The blue lines correspond to the initial values (\(s=0\)) for state 1, \((\theta ^1,u^1)\): the orange lines correspond to the initial values for state 2, \((\theta ^2,u^2)\); the green lines correspond to the analytical solution \(\theta ^1=\theta ^2\) and \(u^1=u^2\) for \(t\in [0,8]\). a Initial condition \(\theta (\cdot ,0)\) versus exact solution. b Initial condition \(u(\cdot ,0)\) versus exact solution (Color figure online)

Fig. 6

Evolution, along parameter \(s\in [0,20]\), of the density of distribution of players, \(\theta (\cdot ,s)\), and the difference of the value functions for both sates, \((u^1-u^2)(\cdot ,s)\). a Distribution of players \(\theta ^1(t,s)\). b Difference \((u^1-u^2)(t,s)\)

Fig. 7

Final value of \(u(\cdot ,s)\) and \(\theta (\cdot ,s)\) for \(s=20\). Note that the quantities for both states superpose. a Final distribution \(\theta (\cdot ,20)\). b Final value function \(u(\cdot ,20)\)

Fig. 8

Evolution, with the parameter s, of the \(H^1\)-norm of the difference between the computed solution \((u,\theta )(\cdot ,s)\) and the analytical solution for the unconstrained probability case

The paradigm-shift problem is a potential MFG with the Hamiltonian corresponding to

$$\begin{aligned} \tilde{h}(\Delta _i u,i) = -\frac{1}{2} ((u^i-u^j)^+)^2, \text { and } F(\theta ) = \frac{\theta _1^2 + \theta _2^2}{2} \end{aligned}$$

in (12). Thus, as a final test to our numerical method, we investigate the evolution of the Hamiltonian. In this case, as expected, the Hamiltonian converges to a constant (see Fig. 9).

Fig. 9

Evolution of the Hamiltonian for \(s\in [0,20]\)

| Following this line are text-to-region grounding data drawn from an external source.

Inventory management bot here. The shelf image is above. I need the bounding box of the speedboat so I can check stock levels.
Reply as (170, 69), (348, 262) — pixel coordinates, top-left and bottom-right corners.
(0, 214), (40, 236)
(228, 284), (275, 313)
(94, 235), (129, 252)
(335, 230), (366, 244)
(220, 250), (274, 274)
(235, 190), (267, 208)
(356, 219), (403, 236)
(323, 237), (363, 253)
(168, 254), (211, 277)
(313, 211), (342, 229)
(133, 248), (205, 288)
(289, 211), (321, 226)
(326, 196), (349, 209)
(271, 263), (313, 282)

In the preceding example, while iterating (43), \(\theta \) remains away from 0. In the next example, we consider a problem in which, without the projection P in (43), positivity is not preserved. We set \(N=400\) and choose initial conditions as in Fig. 10. In Fig. 11, we show the evolution by (43) for \(s\in [0,20]\). In Fig. 12, we see the final result for \(s=20\). Finally, in Fig. 13, we show the evolution of the \(H^1\) norm of the difference \(\Vert (\tilde{u}, \tilde{\theta }) - (u,\theta ) \Vert _{H^1([0,T])}^2(s)\) for \(s\in [0,20]\).

Fig. 10

The blue lines correspond to the initial values (\(s=0\)) for state 1, \((\theta ^1,u^1)\); the orange lines correspond to the initial values for state 2, \((\theta ^2,u^2)\). a Initial condition \(\theta (\cdot ,s=0)\). b Initial condition \(u(\cdot ,s=0)\) (Color figure online)

Fig. 11

Evolution of \(u(\cdot ,s)\) and \(\theta (\cdot ,s)\), for \(s\in [0,20]\). The quantities for state 1 and 2 are depicted in blue and orange, respectively. a Distribution of players \(\theta ^1\). b Value functions \(u^1\) and \(u^2\) (Color figure online)

Fig. 12

Final value of \(u(\cdot ,s)\) and distribution \(\theta (\cdot ,s)\), at \(s=20\). The quantities for state 1 are depicted in blue and for state 2 in orange. a Distribution of players \(\theta (\cdot ,20)\). b Value functions \(u(\cdot ,20)\) (Color figure online)

Fig. 13

Evolution, with respect to the parameter s, of the \(H^1\)-norm of the difference of the solution \((u,\theta )(\cdot ,s)\) and the solution obtained at \(s=20\): \(\Vert (u,\theta )(\cdot ,s) - (u,\theta )(\cdot ,20)\Vert _{H^1}\)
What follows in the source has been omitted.